New regulations could see one third of EU coal plants close

A report by the Institute for Energy Economics and Financial Analysis (IEEFA) has forecast that one third of the European Union’s coal-fired power plants could close by 2021.

EU thermal plants face the prospect of closure if unable to meet the expenses involved in costly upgrades, in order to meet new limits on sulphur and nitrogen oxide emissions, introduced by Brussels last month.

To comply with the new rules by 2021, utilities will either have to invest in new technology to retrofit coal plants, restrict operating hours to under 1,500 a year or close the facilities, the IEEFA said.
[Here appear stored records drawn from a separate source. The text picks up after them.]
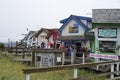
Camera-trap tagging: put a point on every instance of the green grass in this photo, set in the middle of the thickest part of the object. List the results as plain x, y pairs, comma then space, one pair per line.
11, 70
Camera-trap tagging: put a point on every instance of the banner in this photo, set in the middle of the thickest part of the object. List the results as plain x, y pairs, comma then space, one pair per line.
104, 56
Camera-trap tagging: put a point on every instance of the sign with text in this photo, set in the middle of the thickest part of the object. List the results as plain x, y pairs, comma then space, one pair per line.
104, 56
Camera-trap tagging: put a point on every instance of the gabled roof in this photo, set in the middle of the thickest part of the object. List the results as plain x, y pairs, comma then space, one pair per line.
80, 17
41, 30
52, 31
77, 19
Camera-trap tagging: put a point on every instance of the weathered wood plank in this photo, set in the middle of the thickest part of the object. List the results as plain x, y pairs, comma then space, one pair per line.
65, 67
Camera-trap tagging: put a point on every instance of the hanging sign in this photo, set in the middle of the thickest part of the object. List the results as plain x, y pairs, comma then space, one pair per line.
104, 56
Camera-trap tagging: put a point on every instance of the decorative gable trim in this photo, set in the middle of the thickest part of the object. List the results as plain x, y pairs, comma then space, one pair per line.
76, 18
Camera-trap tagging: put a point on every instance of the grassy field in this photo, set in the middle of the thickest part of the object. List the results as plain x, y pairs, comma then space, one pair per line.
11, 70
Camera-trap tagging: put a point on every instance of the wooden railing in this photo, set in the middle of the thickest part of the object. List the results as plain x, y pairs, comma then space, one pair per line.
75, 67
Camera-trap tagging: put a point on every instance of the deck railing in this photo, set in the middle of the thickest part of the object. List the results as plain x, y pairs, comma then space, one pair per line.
75, 67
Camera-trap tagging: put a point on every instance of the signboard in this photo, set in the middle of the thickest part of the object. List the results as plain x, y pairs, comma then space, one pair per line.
104, 56
107, 32
74, 28
58, 59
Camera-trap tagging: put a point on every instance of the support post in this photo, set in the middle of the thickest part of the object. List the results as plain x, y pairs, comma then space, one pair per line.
27, 76
72, 57
112, 70
75, 73
83, 58
118, 66
63, 58
33, 56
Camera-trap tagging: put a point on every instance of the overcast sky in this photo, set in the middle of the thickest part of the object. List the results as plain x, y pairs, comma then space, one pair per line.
17, 15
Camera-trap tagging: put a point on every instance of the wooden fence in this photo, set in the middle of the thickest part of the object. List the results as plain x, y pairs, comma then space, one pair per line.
75, 67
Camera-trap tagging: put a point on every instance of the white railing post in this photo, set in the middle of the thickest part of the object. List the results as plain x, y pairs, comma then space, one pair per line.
112, 70
118, 66
27, 76
75, 73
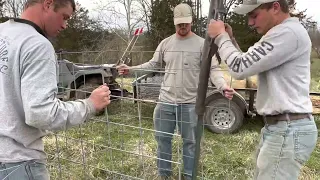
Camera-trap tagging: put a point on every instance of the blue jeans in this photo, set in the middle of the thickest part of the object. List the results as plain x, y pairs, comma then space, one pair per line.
284, 148
28, 170
166, 117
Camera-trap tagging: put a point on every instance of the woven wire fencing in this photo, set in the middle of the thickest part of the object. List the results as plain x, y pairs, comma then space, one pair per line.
120, 142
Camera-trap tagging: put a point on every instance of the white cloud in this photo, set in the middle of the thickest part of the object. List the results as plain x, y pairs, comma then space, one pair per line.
311, 6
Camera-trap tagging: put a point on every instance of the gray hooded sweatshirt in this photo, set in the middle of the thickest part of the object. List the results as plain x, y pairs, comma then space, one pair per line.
28, 89
282, 61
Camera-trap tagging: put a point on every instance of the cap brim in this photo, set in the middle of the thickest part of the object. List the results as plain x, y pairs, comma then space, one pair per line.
182, 20
245, 9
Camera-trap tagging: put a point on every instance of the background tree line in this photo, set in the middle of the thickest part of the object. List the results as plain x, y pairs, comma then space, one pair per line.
116, 20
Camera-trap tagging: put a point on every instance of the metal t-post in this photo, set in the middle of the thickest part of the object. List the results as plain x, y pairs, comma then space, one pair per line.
217, 10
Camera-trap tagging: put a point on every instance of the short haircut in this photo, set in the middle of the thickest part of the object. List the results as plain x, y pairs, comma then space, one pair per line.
57, 3
283, 4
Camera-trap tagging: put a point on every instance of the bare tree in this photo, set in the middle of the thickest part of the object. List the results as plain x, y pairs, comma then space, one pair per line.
122, 15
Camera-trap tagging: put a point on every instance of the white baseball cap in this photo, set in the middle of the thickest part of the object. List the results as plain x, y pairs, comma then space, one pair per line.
182, 13
249, 5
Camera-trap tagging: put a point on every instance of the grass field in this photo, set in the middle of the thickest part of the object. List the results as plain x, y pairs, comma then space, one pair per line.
120, 143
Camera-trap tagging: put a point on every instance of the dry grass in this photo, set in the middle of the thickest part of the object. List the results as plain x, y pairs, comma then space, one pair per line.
110, 147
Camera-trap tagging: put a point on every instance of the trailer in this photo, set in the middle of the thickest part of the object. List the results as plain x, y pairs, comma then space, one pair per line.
222, 115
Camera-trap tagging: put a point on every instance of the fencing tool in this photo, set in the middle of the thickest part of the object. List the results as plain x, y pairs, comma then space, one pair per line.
217, 11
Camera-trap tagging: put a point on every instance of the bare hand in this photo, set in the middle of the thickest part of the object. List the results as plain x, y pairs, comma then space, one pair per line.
228, 92
123, 69
229, 30
216, 28
100, 97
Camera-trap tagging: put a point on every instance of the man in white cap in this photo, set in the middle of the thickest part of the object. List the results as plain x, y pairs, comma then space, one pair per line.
281, 58
181, 54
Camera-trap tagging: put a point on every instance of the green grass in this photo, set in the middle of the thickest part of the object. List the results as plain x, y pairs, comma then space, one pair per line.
113, 144
122, 144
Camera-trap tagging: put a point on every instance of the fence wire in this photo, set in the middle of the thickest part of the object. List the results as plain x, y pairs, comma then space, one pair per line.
120, 143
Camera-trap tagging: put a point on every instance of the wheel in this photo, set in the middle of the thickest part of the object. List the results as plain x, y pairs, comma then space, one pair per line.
85, 90
223, 116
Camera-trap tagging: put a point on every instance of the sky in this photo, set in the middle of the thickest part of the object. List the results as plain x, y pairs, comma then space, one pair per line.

“These regulations will further undermine and in many cases shatter the fragile economics of coal generation across the EU compared with gas and renewables,” said Gerard Wynn, a London-based IEEFA energy finance consultant and co-author of the report, “Europe’s Coal-Fired Power Plants: Rough Times Ahead: Analysis of the Impact of a New Round of Pollution Controls.”
Boxberg coal power plant
“The cost of compliance will be prohibitive for many of these installations, given the market outlook and other headwinds,” he added.

The sector is already reeling in Europe, with a record 10 GW of capacity shut last year, along with pledges by governments to phase out the fuel.

To meet EU emissions targets under a global climate pact, the Paris Agreement, a quarter of current EU coal capacity needs to shut by 2020 and all of it by 2030, the Climate Analytics think-tank said this year.

Energy and environment economic research organisation IEEFA analysed around 600 installations in Europe which burn coal, lignite and biomass.

It found that 108 of those, totalling 56 GW of electrical capacity and a third of EU coal-fired generation capacity, are responsible for the most SOx and NOx emissions and are at least 40 percent above the EU limits.

Polish power companies PGE and Tauron, Italy’s Enel, Spain’s Endesa, France’s EDF, Czech Republic’s CEZ, Britain’s Drax and Greece’s PPC operate more than half of those plants.

These operators will have to use NOx abatement technology which would add 2-4 euros per megawatt hour to the cost of power generation and/or SOx abatement which would add 6-7 euros/MWh.

When plants exceed both NOx and SOx limits, retrofitting could add 8-11 euros/MWh to generation costs.